As Martin Snyder (who, in real life, was better known as “Mo”), Cagney operates a dry cleaning business as a front for various nefarious activities (protection, anyone?) but seriously lacks the polish to play with the N.Y.-L.A. big boys when his ward-protégé-wife ends up with her name in Broadway lights and herself on Hollywood soundstages. Etting never made it much in the movies (a couple of her Warner Vitaphone shorts are included as Blu-ray extras), so there’s likely the standard kind of embellishment here that we get in nearly all of these teary rags-to-riches sagas.

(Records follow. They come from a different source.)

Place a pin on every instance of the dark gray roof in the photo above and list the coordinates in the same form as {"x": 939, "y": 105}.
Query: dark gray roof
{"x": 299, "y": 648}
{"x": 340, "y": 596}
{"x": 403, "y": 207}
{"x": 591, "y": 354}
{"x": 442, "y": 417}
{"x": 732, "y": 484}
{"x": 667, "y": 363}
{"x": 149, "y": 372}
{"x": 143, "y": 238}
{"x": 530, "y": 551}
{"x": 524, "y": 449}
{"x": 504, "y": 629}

Still, this is one tough story, as Snyder combines scary Joe Pesci mood swings with an occasionally disorienting soft streak — and before the studio chickened out, the movie is said to have contained a scene where Snyder rapes Etting, which certainly would have been a first for a Joe Pasternak production.

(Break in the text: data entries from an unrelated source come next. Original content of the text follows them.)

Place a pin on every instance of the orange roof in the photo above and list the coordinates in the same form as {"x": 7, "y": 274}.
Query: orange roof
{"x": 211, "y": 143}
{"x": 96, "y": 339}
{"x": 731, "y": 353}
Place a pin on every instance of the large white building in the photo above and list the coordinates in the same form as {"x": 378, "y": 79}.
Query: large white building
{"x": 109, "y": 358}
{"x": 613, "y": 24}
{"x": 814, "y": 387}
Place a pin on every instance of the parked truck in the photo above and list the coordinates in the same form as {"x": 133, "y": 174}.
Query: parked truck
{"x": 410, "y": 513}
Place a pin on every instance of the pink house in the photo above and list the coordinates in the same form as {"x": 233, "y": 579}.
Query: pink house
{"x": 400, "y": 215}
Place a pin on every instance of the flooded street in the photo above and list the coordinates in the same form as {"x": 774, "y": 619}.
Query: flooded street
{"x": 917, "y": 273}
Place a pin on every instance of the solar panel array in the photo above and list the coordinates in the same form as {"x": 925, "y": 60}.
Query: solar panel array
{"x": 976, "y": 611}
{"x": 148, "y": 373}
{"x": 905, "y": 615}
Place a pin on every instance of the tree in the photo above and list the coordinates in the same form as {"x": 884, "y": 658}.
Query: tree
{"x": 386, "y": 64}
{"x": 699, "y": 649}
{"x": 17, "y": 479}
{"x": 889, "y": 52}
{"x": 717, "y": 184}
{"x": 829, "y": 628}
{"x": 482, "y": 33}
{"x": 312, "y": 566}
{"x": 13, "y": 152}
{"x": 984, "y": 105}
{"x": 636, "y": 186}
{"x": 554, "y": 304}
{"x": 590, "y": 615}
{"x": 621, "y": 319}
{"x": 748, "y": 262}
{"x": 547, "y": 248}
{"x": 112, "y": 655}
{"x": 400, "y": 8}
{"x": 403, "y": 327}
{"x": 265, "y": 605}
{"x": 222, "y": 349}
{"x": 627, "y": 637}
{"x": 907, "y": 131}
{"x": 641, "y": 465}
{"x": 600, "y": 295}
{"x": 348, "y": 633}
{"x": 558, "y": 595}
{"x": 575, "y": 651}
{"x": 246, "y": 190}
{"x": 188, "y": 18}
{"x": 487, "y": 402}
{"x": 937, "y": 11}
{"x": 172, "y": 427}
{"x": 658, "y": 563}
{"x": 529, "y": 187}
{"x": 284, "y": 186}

Love Me’s Metrocolor is inherently muddy, but the Blu-ray does its best, while both the sound recording and the Percy Faith-George Stoll scoring got Oscar nominations, to make this an audio treat within the day’s technological limitations. As suggested by the LP’s long shelf life, the song lineup is a winner that includes one of Day’s best ballads ever (the Oscar-nominated “I’ll Never Stop Loving You”) and the show-stopping “Shaking the Blues Away” — which, to my mind, remains the signature Day movie number after “It’s Magic” (from her screen debut in Romance on the High Seas) and the superlative “Deadwood Stage”/”Secret Love” double-barrel blasts in Calamity Jane. Maybe someone agrees because this Warner Archive release showcases “Blues” on the jacket of the Blu-ray — which, in addition to the Etting short subjects (her voice never had the oomph of Day’s) throws in an amusing 1955 CinemaScope featurette that deals with what was then MGM’s coming imminent release schedule: a 17-minute commercial called “Salute to the Exhibitors,” which rightfully touts Love Me.
On it, host and future one-term Republican Sen. George Murphy tries to pretend that he approves of Blackboard Jungle — which, of the bunch, probably left the most lasting pop-cultural legacy, though at least one other MGM-’55 title (It’s Always Fair Weather) was a masterpiece that flopped commercially. Overall, though, this studio promotion is something of a hoot because it begins and ends by ballyhooing a pair of colossal bombs: Jupiter’s Darling (with Esther Williams and a string of elephants painted in candy colors) and Lana Turner’s The Prodigal, which is what Peyton Place was a Turner comeback from. It figures that studio chief Dore Schary was fired the next year, though in fairness no one at the time anywhere knew where the industry was going in a period of massive pop-cultural change. A mere two years later, MGM would be releasing an Elvis picture.